Content is king. Every internet marketer knows this. That’s why everybody invests in content. However, merely publishing tons of content is not enough. You must do it with intent. So, before you start content marketing, define your goals and monitor the impact of your content marketing efforts on a regular basis. If you find you are falling short of your target, then re-strategize to make your content more effective.
But how do you really measure your content marketing performance?
Here are four important metrics you must measure your content on, as well as tips on how to do that.
Your content should help you increase site traffic. If it’s failing to do that, you must rethink your content marketing strategy. More traffic can help boost your bottom-line. After all, more viewers mean more paying customers.
So how can you measure page views?
The easiest way to do monitor site traffic is by using Google Analytics. Other tools that do this with great accuracy are also available. It’s up to you how you measure page views. What’s most important is that you take a measure on a regular basis. If you don’t monitor this value, you might never know how effective you content is.

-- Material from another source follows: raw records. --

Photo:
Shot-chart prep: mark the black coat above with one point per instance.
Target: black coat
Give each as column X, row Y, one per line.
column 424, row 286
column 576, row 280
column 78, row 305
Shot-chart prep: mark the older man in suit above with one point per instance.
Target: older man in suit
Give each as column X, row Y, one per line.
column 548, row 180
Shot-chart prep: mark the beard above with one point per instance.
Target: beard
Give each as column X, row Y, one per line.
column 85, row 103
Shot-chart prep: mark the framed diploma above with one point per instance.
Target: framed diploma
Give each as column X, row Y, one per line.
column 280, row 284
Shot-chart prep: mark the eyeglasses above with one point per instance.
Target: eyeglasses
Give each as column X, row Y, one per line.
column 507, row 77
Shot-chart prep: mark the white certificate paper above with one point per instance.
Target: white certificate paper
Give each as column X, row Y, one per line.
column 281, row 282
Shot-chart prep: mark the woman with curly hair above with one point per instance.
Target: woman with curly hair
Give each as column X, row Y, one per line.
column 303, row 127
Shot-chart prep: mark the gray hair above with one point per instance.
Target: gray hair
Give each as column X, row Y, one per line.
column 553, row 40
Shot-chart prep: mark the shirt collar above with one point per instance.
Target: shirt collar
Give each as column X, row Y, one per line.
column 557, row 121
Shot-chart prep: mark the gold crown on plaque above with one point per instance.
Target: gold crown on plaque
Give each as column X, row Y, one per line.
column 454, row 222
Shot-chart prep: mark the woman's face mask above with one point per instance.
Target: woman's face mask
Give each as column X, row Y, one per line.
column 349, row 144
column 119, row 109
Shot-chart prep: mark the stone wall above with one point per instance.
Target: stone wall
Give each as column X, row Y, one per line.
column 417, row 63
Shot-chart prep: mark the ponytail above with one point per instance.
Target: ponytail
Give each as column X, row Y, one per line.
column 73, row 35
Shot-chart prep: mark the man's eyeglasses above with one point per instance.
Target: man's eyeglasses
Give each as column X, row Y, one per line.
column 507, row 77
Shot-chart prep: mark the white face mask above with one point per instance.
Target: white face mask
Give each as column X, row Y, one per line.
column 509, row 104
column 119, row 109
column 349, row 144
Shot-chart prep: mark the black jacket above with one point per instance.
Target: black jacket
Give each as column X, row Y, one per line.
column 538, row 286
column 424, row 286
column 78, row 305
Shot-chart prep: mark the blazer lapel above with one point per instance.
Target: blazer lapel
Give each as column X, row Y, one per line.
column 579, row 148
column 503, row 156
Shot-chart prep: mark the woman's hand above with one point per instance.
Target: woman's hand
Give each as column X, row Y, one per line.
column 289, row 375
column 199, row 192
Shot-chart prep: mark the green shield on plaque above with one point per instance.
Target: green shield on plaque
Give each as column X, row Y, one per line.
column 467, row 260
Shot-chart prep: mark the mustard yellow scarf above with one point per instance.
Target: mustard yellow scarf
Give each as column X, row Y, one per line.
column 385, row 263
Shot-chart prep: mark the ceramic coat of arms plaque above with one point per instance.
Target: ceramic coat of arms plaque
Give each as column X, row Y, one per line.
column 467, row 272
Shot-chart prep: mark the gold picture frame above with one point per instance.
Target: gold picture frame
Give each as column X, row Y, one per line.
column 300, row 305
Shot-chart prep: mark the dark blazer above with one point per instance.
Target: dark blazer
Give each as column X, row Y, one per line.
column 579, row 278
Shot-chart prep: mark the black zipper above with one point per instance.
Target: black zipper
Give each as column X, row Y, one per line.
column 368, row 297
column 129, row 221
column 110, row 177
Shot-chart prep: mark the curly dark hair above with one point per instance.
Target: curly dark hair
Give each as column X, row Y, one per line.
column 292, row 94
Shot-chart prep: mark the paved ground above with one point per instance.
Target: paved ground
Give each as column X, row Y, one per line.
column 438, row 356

While healthy organic site traffic is paramount, it alone doesn’t guarantee success. You may think I’m contradicting myself considering what I said above, but I’m not. Let me explain with an example.
Let’s say you manage to increase daily page views from 500 from 1000, but 950 visitors leave your site within a few seconds. In such a case, as you may guess, high traffic will not do you much good. To succeed, you need more traffic and a low bounce rate, which shows the percentage of total site visitors who leave your site after viewing the first webpage.

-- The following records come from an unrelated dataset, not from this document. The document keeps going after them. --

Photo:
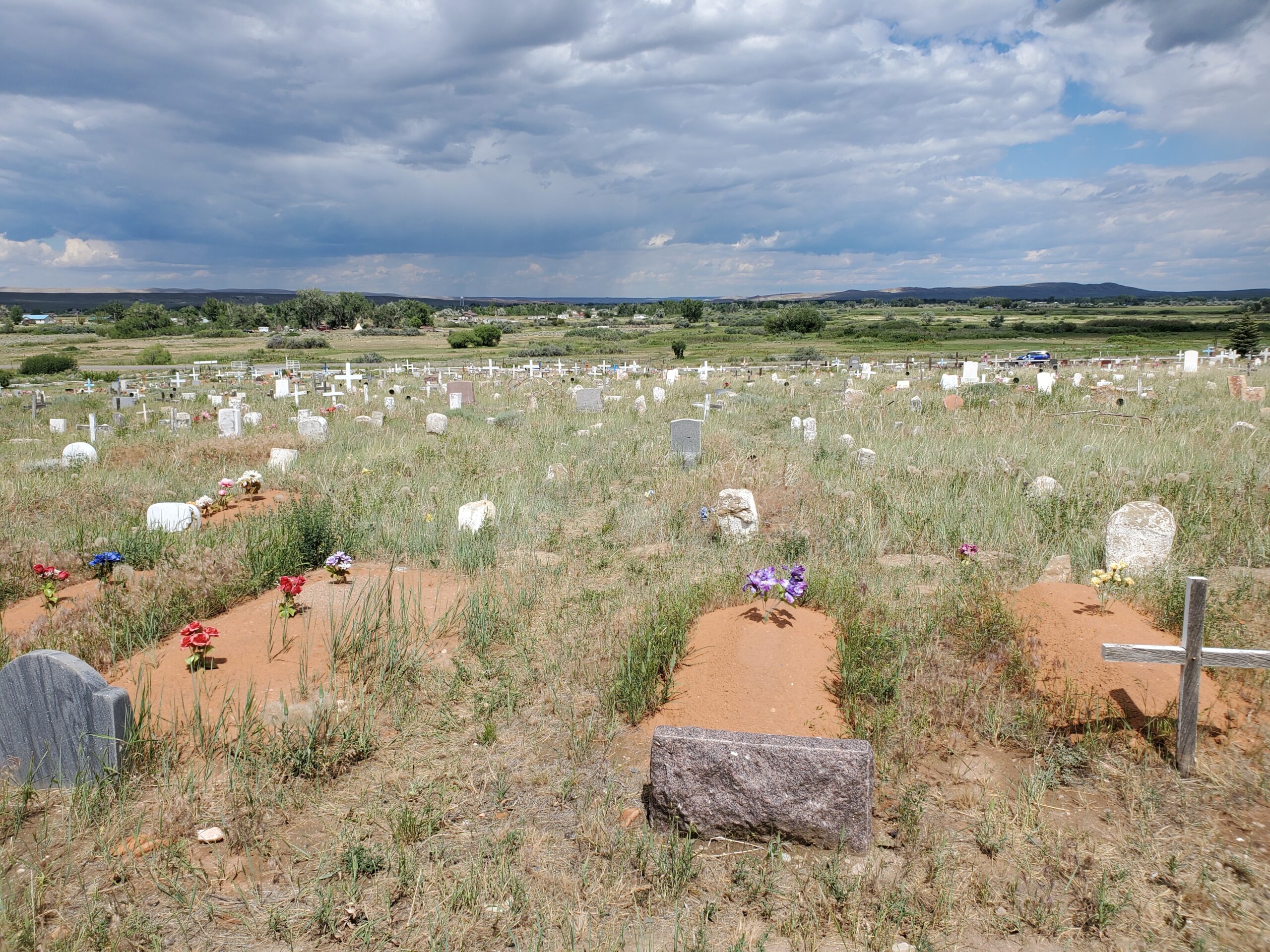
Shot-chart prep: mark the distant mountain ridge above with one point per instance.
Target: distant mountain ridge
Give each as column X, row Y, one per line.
column 85, row 300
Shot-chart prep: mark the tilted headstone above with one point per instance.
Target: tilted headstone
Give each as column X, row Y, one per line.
column 588, row 400
column 686, row 440
column 313, row 428
column 173, row 517
column 282, row 459
column 755, row 786
column 737, row 513
column 79, row 455
column 464, row 388
column 1141, row 535
column 60, row 721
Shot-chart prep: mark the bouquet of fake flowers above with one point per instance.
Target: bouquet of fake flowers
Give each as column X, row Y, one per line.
column 197, row 638
column 50, row 575
column 1110, row 582
column 290, row 587
column 339, row 565
column 103, row 564
column 765, row 583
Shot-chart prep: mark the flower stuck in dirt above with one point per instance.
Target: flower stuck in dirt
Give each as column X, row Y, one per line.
column 1110, row 582
column 339, row 565
column 103, row 564
column 290, row 587
column 50, row 575
column 765, row 583
column 197, row 638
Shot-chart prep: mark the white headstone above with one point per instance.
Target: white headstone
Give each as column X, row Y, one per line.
column 229, row 422
column 737, row 513
column 173, row 517
column 473, row 516
column 313, row 428
column 1141, row 535
column 282, row 459
column 79, row 455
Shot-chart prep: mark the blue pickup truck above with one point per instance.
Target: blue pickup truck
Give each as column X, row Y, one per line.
column 1033, row 357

Many factors affect bounce rate, with content being one of them. If your content is irrelevant to visitors, they will abandon your site right away and go to another, with better content. Also, high bounce rate means you will get fewer opportunities to promote customer engagement. Worse, it might give your brand a bad image, because if viewers are not happy with their site experience, they may share their feedback on social media and review sites.

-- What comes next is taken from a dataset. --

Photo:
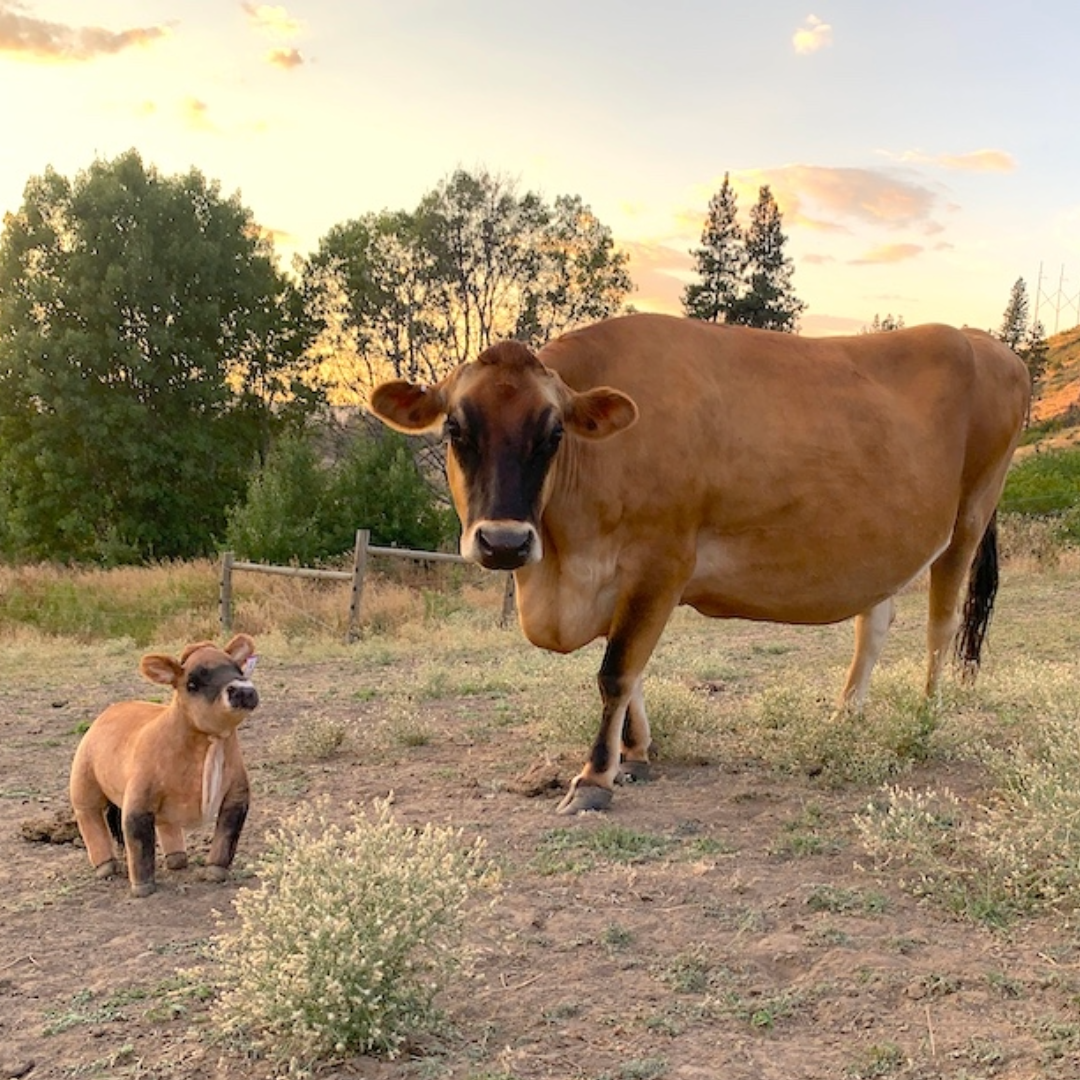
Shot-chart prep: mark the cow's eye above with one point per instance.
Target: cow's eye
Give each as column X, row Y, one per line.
column 550, row 443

You can use Google Analytics to measure your bounce rate. In case of a high bounce rate, review your content and make the necessary improvements. However, keep in mind that a high bounce rate doesn’t necessarily mean poor content. Other factors, especially site speed, can cause bounce rate to climb up menacingly, even if your content is first-rate.
As a matter of fact, slow page loading time affects bounce rate more than content quality, something which the following infographic shows all too clearly. As you can see from it, pages that load slowly have seriously high bounce rate. For instance, a site that takes 6 seconds to load has a 106% more bounce probability than a site with a loading time of 1 sec. For a site with 10 seconds load time, this figure is 123%. In case of a high bounce rate, you must rule out slow speed as main cause before reviewing your content’s relevancy.
Check your site load time on different devices, like a desktop PC, smartphone, and tablet, and if it is more than 3 seconds, take measures to bring the site load time down.
There are many online tools like GTMetrix or Google PageSpeed Insights that give a detailed picture about the speed of your site. They measure all aspects of the frontend speed and break down the choking points, while providing practical advice how to sort the issues.
The most common problems are large images, lack of caching, poor coding, and slow servers. Practically all those can be avoided easily. Use a tested CMS (with top quality theme) like WordPress or Joomla, run plugins for image optimization and caching, and choose a top quality hosting provider through proper research.
The hosting experts over at the Hosting Tribunal can help you with real-time data and in-depth analyses that rank the official WordPress hosts Bluehost, SiteGround, and DreamHost among the best options for this popular CMS.
Unless you’ve spent the last few years under a rock, you would be aware that social media has a huge role to play in your online success.
With three of the top 10 most visited sites being social media sites, a handsome increase in social shares can take your business to the next level. More social shares can elevate your personal brand, improve brand awareness and organic traffic, and boost customer engagement.
Informative and entertaining content is the key to getting more social shares, which you can measure using a free tool, such as Muck Rack, BuzzSumo, Twitomony, Twopcharts, and Social Mention.
Email List Subscribers
Another metric you should track to gauge your content’s impact is your email list growth rate. If the number of new subscribers is significantly greater than the number of unsubscribes and bounces, you are doing well.
There are many sites that throw a pop-up about joining their email lists the moment visitors land on their sites. Such tactics rarely, if ever, work, because you are demanding something from visitors without offering them anything in return. You must offer customers relevant content, which addresses their potential pain points above all, to convince them to join your email list. Remember, customer engagement is all about giving and taking.
To measure the email list growth rate, use this simple formula.
List Growth Rate = (New Subscribers – (Unsubscribers + Hard Bounces)) / List Size
To sum it up, if you don’t measure your content marketing performance, you may well be wasting much of the energy, time and money that you are putting into publishing content. Use these simple tips to monitor the effectiveness of your content on a regular basis and optimize whatever is needed.